1RM計算ツール(自己最大挙上重量)
挙上した重量と完了したレップ数を入力すると、推定1RM(自己最大挙上重量)を計算します。筋力トレーニングで最も広く使われているEpley公式とBrzycki公式の平均値を採用しています。
この計算の仕組み
Epley公式は1RMを 重量 × (1 + レップ数 ÷ 30) として推定します。計算がシンプルで、レップ数が多いときにやや高めの数値が出やすく、多くのトレーニング記録アプリで標準採用されています。
Brzycki公式は1RMを 重量 × 36 ÷ (37 − レップ数) として推定します。中程度のレップ数ではEpleyよりわずかに低めに出る傾向があり、37レップ以上では数式が成立しないため、その場合はEpleyの値のみを使用します。
結果は両方の公式の平均値です(ちょうど1レップを入力した場合は、その重量自体がすでに1RMなのでそのまま表示されます)。異なる方法で導かれた2つの公式を平均することで、どちらか一方だけのクセを打ち消す効果があります。
計算例
1RMから求めるトレーニング重量の割合
推定1RMがわかれば、多くの筋力トレーニングプログラムはそれを基準にトレーニング重量の割合を設定します。割合ごとの一般的なレップ数は次の通りです:
| 1RMに対する% | 一般的なレップ数 | 主な用途 |
|---|---|---|
| 100% | 1 | 最大挙上テスト |
| 95% | 2 | ピーキング/筋力 |
| 90% | 4 | 筋力 |
| 85% | 6 | 筋力・筋肥大 |
| 80% | 8 | 筋肥大 |
| 75% | 10 | 筋肥大 |
| 70% | 12 | 筋肥大/持久力 |
レップ数が増えるほど精度が下がる理由
EpleyとBrzyckiのいずれの公式も、レップ数と疲労の間にほぼ線形の関係があると仮定しています。この仮定は10レップ程度までは比較的よく当てはまりますが、それを超えると純粋な筋力よりも筋持久力や乳酸耐性の影響が大きくなり、リフターによって数値が過大または過小に評価されやすくなります。普段12〜20レップの範囲でトレーニングしている場合、その結果から得られる1RM推定値はプログラムの基準ではなく、あくまで大まかな目安として扱ってください。
テスト・推定前のウォームアップ
- 非常に軽い重量で2〜3セットの一般的なウォームアップを行い、体温を上げて動作パターンを確認します。

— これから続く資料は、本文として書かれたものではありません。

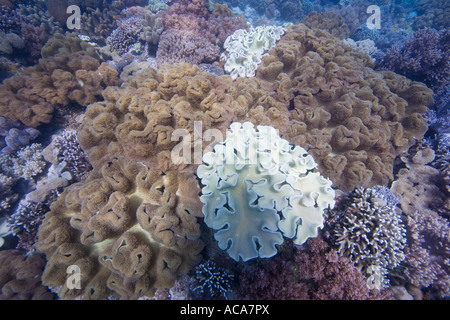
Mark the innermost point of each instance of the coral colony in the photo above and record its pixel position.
(195, 149)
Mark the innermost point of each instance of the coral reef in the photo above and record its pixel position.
(20, 277)
(26, 163)
(245, 49)
(138, 119)
(136, 27)
(428, 249)
(178, 46)
(424, 57)
(215, 26)
(250, 178)
(212, 281)
(370, 232)
(129, 229)
(15, 135)
(353, 120)
(32, 96)
(25, 221)
(313, 271)
(330, 21)
(66, 149)
(7, 194)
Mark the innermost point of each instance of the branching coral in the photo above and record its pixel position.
(139, 119)
(371, 233)
(129, 229)
(213, 281)
(66, 149)
(56, 81)
(26, 163)
(15, 135)
(252, 177)
(177, 46)
(25, 221)
(353, 120)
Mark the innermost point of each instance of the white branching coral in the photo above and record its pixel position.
(371, 233)
(258, 188)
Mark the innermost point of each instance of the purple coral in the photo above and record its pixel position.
(68, 151)
(424, 57)
(311, 271)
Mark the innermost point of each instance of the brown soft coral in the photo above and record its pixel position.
(20, 277)
(32, 96)
(129, 229)
(353, 120)
(139, 118)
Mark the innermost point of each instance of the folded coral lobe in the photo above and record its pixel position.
(131, 231)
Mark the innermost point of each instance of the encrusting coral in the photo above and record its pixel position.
(129, 229)
(353, 120)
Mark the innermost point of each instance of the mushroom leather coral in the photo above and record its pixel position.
(129, 229)
(32, 96)
(352, 119)
(139, 118)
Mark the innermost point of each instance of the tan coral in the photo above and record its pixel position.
(337, 104)
(32, 96)
(129, 229)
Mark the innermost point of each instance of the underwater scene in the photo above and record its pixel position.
(224, 150)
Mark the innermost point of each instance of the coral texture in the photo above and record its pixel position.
(424, 57)
(32, 96)
(353, 120)
(245, 49)
(370, 233)
(195, 16)
(176, 46)
(145, 118)
(428, 249)
(313, 271)
(252, 177)
(20, 277)
(129, 229)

- 3〜4セットかけて重量を段階的に上げながらレップ数を減らし、推定に使う目標重量まで到達します。
- 作業セットは限界またはその直前で止めましょう。フォームが崩れた後の反復はレップ数の信頼性を下げます。
- 高重量セットの間は2〜5分休憩を取り、前のセットの疲労が推定値に影響しないようにします。
安全に関する注意
サブマキシマルセットからの推定は、実際に1レップの最大重量をテストするより安全です。特に初心者、一人でトレーニングする人、けがから復帰したばかりの人にはその傾向が強く当てはまります。実際に1RMをテストする場合は、バーベル種目ではスポッターやセーフティピンを必ず使用し、フォームが崩れているときやセッション中の他の種目ですでに疲労している状態で最大重量に挑戦しないようにしてください。